I can enter structured data into a spreadsheet, database, or XML file. This is easiest to do if the original document is already structured, but I can also extract structured data from unstructured or semi-structured documents.
I will need to test transcribing a sample of data before I can quote a price. Some basic data cleaning checks will be included at no extra charge.
I can check and correct existing structured data, or apply checks to data that I have entered myself. I use a combination of OpenRefine, spreadsheets, and custom Python scripts. Checks and corrections typically include:
- Values entered in wrong columns.
- Combinations of values across columns that don't make sense.
- Inconsistent null values.
- Obviously mistyped words.
- Standardizing spellings of entity names.
- Reconciling entity names with external identifiers.
I will need to see the whole dataset before quoting a fixed price as it depends more on the number of unique values than on the total number of records. This kind of work can be difficult to cost in advance, so it may have to be done at an hourly rate.
I can extract data and convert it to other formats for reuse elsewhere. For example, I developed a semi-automated process to create wiki pages for Mia Ridge's project Linking Experiences of World War One. This involved extracting catalogue records for WO 95 war diaries from TNA's Discovery catalogue, manually cleaning and reconciling the data, and using custom Python scripts to generate wiki XML that could be imported into MediaWiki. This method created basic pages for around 7,000 individual military units with much less effort than creating pages manually.

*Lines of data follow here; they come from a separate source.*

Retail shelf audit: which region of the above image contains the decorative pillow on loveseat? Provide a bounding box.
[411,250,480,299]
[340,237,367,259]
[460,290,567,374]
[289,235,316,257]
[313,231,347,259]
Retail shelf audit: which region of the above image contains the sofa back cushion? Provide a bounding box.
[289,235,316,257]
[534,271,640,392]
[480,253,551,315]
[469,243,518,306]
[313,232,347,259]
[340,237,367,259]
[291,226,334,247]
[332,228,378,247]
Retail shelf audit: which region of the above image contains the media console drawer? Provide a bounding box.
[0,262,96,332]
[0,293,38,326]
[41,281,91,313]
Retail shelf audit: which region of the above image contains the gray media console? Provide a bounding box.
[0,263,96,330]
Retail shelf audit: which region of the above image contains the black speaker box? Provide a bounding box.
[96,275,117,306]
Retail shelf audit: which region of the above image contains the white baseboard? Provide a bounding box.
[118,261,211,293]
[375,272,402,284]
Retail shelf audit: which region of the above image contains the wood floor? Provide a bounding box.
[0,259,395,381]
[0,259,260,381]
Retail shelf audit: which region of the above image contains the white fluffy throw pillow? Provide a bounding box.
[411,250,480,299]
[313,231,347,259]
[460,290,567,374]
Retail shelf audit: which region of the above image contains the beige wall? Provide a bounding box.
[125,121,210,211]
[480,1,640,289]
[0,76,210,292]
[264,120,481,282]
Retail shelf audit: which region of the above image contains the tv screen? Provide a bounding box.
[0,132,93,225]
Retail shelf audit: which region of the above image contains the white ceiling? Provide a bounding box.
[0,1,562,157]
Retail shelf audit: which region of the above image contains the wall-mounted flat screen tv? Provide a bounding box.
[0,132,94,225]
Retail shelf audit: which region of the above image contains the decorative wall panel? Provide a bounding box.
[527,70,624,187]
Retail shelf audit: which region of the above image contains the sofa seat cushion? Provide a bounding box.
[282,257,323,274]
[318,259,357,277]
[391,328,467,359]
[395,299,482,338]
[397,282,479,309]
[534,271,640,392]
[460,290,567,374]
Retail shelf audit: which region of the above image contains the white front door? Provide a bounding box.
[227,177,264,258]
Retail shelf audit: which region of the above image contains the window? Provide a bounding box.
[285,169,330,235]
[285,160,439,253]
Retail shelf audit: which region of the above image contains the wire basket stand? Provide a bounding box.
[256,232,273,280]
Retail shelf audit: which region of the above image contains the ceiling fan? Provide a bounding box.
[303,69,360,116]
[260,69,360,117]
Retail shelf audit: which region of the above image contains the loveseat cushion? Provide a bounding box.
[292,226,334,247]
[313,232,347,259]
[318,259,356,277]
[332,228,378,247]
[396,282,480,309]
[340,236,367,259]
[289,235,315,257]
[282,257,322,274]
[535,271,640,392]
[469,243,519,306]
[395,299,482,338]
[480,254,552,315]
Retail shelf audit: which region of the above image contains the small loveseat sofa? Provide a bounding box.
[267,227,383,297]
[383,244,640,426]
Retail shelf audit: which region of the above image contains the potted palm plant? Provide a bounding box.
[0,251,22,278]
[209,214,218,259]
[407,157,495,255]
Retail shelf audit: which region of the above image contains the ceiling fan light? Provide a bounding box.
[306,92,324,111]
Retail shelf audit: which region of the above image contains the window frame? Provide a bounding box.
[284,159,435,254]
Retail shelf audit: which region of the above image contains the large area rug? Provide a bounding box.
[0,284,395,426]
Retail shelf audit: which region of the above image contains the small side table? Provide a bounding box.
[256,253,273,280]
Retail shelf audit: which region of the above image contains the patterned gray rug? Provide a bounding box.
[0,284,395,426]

I have also used OpenRefine to import batches of data into Wikidata. This kind of work can be difficult to cost in advance, so it may have to be done at an hourly rate.
Examples of my work
The identities of my clients and the work I do for them are kept confidential by default, but these clients have chosen to credit me on their websites or social media. These examples show that I am capable of producing high quality work suitable for academic research and publication within the budgets of AHRC and ESRC grants.

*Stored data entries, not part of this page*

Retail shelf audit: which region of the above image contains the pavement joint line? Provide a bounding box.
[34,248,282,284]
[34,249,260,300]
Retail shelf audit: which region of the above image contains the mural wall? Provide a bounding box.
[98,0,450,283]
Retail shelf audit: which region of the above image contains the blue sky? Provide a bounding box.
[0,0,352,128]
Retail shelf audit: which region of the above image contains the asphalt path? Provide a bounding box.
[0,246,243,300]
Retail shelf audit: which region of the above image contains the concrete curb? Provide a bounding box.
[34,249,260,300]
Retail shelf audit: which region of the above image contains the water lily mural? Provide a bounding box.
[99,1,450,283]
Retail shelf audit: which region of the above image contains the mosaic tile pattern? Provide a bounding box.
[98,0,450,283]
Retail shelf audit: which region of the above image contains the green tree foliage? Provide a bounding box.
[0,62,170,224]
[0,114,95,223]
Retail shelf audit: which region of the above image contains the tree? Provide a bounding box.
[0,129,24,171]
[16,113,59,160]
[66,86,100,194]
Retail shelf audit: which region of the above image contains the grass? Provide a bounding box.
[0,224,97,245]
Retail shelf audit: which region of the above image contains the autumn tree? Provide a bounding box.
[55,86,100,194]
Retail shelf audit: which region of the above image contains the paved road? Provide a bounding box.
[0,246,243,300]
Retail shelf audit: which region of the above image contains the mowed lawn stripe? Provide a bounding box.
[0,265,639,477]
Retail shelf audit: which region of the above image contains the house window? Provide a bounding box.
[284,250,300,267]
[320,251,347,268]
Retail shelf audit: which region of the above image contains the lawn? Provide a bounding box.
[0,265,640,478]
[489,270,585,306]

- The Power of Petitioning in Seventeenth-Century England (Birkbeck University of London and University College London): transcription and basic XML markup of 2,200 pages of petitions (c. 600,000 words). The petitions that I transcribed for this project have been published at British History Online.
- Corpus Synodalium: a database of medieval church statutes compiled by Professor Rowan Dorin at Harvard and Stanford universities. I contributed 645,000 words transcribed from printed Latin texts that were too difficult for OCR.
- 1624 Parliament project (History of Parliament Trust): I transcribed the diary of Richard Dyott MP, which was published at British History Online. This was especially difficult work because the original manuscript is water damaged.
- Life in the Suburbs (Centre for Metropolitan History and Cambridge Population Group): I transcribed St Botolph Aldgate burial registers from the 1580s to 1710s into a database which has since been published at SAS-Space and as part of London Lives. I also calendared indemnity bonds and tax records.